Но внутренний голос насмешливо шепнул: «Лгунья. Несчастная глупая лгунья».
Лучше бы ей никогда не покидать «Розу и лебедь», никогда не чувствовать ласкового прикосновения шелковых платьев к своей коже, не спать на пуховой постели в спальне с пылающим камином, не пробовать деликатесов за дворянским столом, не наслаждаться приятной беседой в изысканном обществе. Лучше бы ей никогда не знать могучей силы объятий графа Уэсткотта, не ощущать его поцелуя на своих губах, не заглядывать в его завораживающие глаза. Лучше бы никогда не видеть его улыбки, не слышать его голоса, не смотреть, как он входит в комнату – сама элегантность – весь в черном, стройный, полный насмешливого юмора. Он отчасти рыцарь, отчасти пират, отчасти одинокий маленький мальчик. И отныне и навсегда – он часть ее самой.
Камилла сбросила с ног кожаные кремовые туфельки, бросилась на кровать под балдахином и дала волю слезам отчаяния.
* * *
Он быстро вытер слезы, услышав стук в дверь кабинета. Он был слишком горд, чтобы обнаружить свое горе, даже перед старым Жаном, самым преданным слугой.
Жан низко поклонился, глаза его взволнованно блестели при тусклом пламени свечей.
– Ваша светлость, она будет говорить! Эта проклятая женщина наконец-то желает рассказать вам то, что ей известно.
Герцог выпрямился в кресле, в его глазах зажглась надежда.

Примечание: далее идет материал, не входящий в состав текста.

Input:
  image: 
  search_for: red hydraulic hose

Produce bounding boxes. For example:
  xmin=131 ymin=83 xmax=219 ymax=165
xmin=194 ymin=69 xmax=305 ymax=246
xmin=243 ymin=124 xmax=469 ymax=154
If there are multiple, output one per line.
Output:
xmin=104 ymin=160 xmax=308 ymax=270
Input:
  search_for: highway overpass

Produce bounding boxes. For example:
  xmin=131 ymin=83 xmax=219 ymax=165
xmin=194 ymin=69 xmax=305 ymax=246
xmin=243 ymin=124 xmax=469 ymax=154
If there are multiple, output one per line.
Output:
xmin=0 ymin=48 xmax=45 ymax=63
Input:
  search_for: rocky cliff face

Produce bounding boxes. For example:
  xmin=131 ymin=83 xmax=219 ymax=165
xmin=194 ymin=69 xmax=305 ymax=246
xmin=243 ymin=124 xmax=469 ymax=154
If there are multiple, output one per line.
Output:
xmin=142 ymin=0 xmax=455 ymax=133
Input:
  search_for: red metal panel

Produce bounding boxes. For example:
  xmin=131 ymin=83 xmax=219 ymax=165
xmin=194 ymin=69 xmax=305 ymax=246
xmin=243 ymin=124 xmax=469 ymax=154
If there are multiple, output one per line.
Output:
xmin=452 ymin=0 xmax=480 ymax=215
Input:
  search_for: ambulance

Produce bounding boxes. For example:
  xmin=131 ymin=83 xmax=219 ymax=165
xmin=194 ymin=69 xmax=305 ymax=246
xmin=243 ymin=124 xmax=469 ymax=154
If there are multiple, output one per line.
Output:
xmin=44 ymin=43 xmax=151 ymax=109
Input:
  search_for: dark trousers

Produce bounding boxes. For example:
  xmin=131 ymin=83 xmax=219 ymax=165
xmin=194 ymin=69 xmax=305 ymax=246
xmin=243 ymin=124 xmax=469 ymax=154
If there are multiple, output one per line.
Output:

– Приведи ее ко мне немедленно, – приказал он ровным голосом, пытаясь сохранить самообладание.
Сколько времени он насильно продержал в замке эту женщину? Ее заперли в удобной спальне, кормили отличной пищей, не причиняли никакого вреда, лишь предупредили, что она останется пленницей герцога до тех пор, пока не расскажет ему все, что знает о его дочери. Но она проявляла упорство – до сих пор.
Неужели она действительно откроет ему нечто такое, что поможет найти девочку? Или это только уловка, чтобы попытаться получить свободу?
Сейчас все станет ясно, мрачно подумал он.
Герцог встал и прошелся по кабинету, глядя в окна на холмы и поля, окутанные ночной тьмой. Где-то в этом мире живет его дочь. Но где? И сможет ли он ей объяснить ту извилистую цепочку событий, которая привела их к нынешнему положению?
Мысли герцога перенесли его в прошлое, к тому глупому, добродушному юноше, которым он когда-то был, женившемуся по желанию своей семьи на высокородной красавице, с которой едва был знаком, и одновременно имевшему тайную связь с самой знаменитой куртизанкой Парижа. Женевьева околдовала его на время – о, как она его околдовала! Он был ослеплен ее чувственной красотой. А потом он узнал, что его молодая прелестная жена ждет ребенка, и все каким-то образом изменилось. Он сам изменился, по-настоящему влюбившись в свою милую, прелестную Антуанетту, и твердо решил порвать с любовницей. Неожиданно выяснилось, что Женевьева тоже носит ребенка. Герцог был в потрясении. Пообещав куртизанке обеспечить будущее ее и ребенка, он признался, о чем потом горько пожалел, что любит Антуанетту и отныне будет ей верен.